Dal 2019 ad oggi il centrodestra emiliano, e modenese in particolare, ha incassato una sconfitta dietro l'altra sgretolando quel piccolo tesoretto rappresentato dai successi a Pavullo e Finale del 2016 e a Vignola nel 2017. Ora resta Mirandola nella Bassa, conquistata nel 2019 dalla coalizione a traino Lega, e poco più. Già perchè le vittorie dei sindaci Biolchini, Palazzi e Pelloni invece di essere divenute trampolini di lancio verso la costruzione della tanto attesa alternanza in un territorio da sempre governato dallo stesso blocco di potere, si sono rivelate fuochi fatui, vane speranze verso la costruzione di una democrazia compiuta anche in terra emiliana.

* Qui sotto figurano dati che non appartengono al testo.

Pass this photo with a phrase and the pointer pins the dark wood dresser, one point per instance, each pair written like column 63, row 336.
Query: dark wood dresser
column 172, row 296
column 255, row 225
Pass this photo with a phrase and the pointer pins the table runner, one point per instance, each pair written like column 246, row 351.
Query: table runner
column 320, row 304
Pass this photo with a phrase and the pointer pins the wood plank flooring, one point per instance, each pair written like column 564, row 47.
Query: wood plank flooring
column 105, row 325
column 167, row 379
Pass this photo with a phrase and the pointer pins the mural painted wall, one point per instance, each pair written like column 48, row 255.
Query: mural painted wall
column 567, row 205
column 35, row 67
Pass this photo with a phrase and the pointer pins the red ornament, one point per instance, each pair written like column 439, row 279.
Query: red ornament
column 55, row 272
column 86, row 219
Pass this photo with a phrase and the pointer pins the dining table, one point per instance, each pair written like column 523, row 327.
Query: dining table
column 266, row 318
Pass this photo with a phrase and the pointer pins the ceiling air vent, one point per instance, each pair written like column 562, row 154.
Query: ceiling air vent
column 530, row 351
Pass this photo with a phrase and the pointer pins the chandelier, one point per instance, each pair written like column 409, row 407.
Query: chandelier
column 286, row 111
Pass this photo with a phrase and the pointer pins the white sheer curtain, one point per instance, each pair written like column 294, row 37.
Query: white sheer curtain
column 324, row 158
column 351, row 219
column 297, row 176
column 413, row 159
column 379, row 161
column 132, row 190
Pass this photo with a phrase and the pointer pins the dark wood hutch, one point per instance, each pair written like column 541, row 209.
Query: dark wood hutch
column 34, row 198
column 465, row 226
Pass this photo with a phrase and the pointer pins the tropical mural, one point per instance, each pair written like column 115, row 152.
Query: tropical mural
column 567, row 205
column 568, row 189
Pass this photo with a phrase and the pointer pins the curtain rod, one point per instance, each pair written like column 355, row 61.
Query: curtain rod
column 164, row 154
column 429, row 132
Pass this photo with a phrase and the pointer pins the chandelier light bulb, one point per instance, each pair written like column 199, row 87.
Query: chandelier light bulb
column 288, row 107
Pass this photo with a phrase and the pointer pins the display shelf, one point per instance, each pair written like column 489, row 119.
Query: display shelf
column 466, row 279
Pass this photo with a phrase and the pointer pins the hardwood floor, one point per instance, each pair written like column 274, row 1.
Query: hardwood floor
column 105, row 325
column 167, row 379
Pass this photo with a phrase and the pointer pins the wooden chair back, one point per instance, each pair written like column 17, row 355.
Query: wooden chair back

Perchè è evidente che se formalmente 'democrazia' è il governo più votato dai cittadini, è pur vero che nei fatti in assenza di alternanza le fondamenta stesse del 'governo del popolo' vengono messe in discussione, intaccate da dinamiche legate alla conservazione di un Sistema di potere talmente pervasivo da riproporre se stesso in modo quasi inerziale.
Ora, indubbiamente questo Sistema è forte e difficilmente scalfibile, ma parallelamente il centrodestra ha dimostrato sinora di non essere in grado nemmeno di provare a intaccarne il granitico aspetto. Dilaniato da continue competizioni interne alla coalizione (con la lite tra Fdi e Lega) e all'interno degli stessi partiti, il centrodestra non sembra in grado di comprendere l'essenza della posta in gioco.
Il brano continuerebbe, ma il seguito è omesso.